Radović appeared in the thirteenth position on the SPS's list in the 2023 parliamentary election and was elected to a third term when the list won eighteen seats. She is now a member of the agriculture committee, a deputy member of the environmental protection committee and the European integration committee, a member of the subcommittee on monitoring the agricultural situation in marginal areas with difficult working conditions, the leader of Serbia's parliamentary friendship group with Eswatini, and a member of the twenty-three other friendship groups. (Note: She is a member of the friendship groups with Algeria, Austria, Azerbaijan, Belarus, the Benelux countries, Bosnia and Herzegovina, Brazil, China, Cuba, Cyprus, Denmark, Greece, Hungary, India, Ireland, Morocco, Nigeria, Portugal, Romania, Russia, Slovakia, Ukraine, and Venezuela.)

She was also re-elected to the Priboj municipal assembly in the 2023 Serbian local elections, which were held concurrently with the parliamentary vote. The governing Serbian Progressive Party ran a combined list with the SPS in Priboj; Radović appeared in the eighth position and was elected when the list won a majority victory with twenty-three out of forty-one seats.

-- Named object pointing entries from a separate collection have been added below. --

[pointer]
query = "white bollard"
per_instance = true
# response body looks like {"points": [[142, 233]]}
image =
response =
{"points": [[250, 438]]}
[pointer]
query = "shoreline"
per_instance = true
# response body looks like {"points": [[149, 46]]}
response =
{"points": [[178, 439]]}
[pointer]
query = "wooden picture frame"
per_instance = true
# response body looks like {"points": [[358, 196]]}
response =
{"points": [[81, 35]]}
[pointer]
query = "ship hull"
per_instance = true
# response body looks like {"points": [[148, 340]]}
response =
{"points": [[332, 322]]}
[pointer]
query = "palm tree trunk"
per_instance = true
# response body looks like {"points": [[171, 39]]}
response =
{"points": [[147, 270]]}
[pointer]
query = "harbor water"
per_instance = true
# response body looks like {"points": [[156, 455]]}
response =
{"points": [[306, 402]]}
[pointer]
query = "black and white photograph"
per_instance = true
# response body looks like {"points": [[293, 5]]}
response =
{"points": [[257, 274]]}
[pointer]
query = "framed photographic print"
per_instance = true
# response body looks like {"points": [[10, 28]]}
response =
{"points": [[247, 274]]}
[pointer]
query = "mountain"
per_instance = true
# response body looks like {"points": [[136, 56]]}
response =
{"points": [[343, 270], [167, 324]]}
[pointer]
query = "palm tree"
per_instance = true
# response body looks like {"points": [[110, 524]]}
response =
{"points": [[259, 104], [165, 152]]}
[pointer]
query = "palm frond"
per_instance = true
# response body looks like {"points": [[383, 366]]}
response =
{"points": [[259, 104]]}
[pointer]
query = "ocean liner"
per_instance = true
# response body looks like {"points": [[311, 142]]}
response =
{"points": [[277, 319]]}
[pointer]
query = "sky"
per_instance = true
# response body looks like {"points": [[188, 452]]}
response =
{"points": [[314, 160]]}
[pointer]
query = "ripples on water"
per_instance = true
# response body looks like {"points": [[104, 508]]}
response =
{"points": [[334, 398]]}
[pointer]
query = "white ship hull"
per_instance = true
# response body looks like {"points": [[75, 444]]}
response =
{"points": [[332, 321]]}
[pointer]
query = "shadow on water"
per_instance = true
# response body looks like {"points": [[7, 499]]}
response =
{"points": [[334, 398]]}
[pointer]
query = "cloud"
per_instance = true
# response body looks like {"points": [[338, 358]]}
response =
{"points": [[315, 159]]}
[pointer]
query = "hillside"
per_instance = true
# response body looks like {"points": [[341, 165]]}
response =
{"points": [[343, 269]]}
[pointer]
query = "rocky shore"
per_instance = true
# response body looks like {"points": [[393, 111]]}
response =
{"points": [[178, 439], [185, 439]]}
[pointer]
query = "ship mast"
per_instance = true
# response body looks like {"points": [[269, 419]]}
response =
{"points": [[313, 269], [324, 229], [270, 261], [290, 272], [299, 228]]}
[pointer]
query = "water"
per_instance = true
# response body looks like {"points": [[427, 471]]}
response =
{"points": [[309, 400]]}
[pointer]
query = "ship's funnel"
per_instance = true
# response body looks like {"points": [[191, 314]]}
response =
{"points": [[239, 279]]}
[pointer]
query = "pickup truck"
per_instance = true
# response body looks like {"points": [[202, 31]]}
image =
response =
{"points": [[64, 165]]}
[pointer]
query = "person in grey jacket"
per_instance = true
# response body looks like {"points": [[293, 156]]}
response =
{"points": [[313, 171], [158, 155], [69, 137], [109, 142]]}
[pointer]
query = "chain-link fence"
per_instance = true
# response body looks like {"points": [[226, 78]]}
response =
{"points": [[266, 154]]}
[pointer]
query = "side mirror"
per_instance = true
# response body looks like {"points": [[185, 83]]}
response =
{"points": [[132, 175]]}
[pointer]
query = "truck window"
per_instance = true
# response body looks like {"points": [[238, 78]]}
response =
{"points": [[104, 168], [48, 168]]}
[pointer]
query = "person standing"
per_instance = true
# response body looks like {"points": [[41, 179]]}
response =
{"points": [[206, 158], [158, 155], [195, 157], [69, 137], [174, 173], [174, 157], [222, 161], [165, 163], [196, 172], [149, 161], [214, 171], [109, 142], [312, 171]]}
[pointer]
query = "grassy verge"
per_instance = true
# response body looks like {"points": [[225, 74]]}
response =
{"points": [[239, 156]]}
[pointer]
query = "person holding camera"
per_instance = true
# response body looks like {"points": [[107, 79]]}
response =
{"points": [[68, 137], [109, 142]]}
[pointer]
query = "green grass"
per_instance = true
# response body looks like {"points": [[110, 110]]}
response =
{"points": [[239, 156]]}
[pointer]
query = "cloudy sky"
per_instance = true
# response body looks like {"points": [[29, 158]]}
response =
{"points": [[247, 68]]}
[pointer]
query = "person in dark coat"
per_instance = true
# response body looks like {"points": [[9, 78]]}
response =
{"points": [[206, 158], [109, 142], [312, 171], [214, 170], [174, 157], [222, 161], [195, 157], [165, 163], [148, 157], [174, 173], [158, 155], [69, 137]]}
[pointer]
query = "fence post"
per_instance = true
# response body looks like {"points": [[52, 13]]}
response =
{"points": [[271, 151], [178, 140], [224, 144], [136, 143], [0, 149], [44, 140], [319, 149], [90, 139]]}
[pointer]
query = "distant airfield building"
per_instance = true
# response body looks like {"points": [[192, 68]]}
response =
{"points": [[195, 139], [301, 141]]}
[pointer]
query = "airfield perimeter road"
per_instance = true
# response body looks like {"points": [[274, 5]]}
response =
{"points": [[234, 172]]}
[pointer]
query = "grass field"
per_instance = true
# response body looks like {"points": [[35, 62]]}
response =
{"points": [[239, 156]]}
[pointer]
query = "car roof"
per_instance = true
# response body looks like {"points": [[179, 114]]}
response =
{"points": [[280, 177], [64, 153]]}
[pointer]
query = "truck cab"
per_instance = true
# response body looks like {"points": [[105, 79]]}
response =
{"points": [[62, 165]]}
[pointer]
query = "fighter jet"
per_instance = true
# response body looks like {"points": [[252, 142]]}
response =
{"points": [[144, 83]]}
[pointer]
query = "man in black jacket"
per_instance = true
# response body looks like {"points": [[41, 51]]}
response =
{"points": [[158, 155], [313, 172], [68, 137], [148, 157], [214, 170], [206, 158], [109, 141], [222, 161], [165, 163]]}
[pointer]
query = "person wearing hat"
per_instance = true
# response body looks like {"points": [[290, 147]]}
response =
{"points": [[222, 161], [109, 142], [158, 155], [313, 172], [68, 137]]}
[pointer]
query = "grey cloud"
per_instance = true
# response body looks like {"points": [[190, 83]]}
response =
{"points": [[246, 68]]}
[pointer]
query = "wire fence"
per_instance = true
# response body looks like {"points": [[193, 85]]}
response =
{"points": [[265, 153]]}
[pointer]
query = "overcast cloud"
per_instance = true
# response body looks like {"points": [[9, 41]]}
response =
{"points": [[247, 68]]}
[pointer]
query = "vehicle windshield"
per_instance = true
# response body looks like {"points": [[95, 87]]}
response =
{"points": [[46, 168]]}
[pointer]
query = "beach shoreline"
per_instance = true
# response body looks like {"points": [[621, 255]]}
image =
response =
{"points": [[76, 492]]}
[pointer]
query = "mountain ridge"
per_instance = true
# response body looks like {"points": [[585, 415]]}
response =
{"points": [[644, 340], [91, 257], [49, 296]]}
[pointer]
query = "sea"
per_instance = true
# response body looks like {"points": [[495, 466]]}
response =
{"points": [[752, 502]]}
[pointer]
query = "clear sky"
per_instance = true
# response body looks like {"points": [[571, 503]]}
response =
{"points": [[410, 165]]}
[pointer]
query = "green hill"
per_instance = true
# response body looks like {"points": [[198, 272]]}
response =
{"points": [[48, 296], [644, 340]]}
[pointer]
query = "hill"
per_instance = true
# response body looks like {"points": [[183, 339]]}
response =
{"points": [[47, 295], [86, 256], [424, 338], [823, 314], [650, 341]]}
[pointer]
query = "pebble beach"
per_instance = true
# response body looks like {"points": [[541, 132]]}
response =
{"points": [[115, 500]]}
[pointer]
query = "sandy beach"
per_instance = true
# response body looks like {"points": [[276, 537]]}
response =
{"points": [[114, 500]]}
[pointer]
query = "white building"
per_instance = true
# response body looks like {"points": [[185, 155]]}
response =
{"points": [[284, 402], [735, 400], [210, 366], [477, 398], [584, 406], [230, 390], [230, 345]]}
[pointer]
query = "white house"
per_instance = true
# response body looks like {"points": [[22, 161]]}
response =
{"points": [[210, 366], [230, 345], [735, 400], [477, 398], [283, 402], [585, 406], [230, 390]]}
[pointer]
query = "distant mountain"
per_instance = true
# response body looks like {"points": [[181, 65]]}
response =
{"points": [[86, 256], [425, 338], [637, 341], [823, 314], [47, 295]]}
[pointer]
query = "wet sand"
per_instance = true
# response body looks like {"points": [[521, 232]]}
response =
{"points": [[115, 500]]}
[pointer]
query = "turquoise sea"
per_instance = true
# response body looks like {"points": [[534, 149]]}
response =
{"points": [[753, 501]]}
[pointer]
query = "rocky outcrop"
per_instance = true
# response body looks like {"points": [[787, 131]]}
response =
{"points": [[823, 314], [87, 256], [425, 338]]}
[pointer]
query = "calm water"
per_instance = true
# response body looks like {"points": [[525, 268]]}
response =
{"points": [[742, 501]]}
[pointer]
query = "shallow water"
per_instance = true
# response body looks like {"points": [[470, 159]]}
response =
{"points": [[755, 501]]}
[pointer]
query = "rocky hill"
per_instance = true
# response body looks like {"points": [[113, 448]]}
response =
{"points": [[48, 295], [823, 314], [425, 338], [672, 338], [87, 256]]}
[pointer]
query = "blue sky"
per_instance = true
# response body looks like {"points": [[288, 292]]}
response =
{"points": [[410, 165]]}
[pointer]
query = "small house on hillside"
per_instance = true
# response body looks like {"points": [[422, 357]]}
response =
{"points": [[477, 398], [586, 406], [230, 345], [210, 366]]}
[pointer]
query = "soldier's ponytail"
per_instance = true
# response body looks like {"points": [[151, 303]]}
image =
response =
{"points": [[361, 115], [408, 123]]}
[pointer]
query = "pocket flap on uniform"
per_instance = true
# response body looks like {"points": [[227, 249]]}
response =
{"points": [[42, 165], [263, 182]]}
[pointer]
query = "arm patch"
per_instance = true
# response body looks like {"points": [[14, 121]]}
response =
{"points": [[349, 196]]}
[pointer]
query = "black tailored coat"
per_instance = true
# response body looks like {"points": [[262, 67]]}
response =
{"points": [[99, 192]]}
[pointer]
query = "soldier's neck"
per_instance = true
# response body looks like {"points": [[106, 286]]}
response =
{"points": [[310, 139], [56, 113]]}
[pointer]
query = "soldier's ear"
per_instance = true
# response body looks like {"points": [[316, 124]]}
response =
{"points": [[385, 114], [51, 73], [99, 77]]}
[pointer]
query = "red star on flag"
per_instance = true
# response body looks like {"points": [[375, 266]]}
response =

In March 2024, Radović was one of five Serbian parliamentarians who served as international observers for the 2024 Russian presidential election. She was elected as a member of the SPS presidency on 17 July 2024.

===Parliamentary Assembly of the Council of Europe===
Radović became a substitute member of Serbia's delegation to the Parliamentary Assembly of the Council of Europe (PACE) on 15 April 2024. She served with the Socialists, Democrats and Greens Group and was an alternate member of the committee on culture, science, education, and media. She stood down from the PACE on 29 September 2024.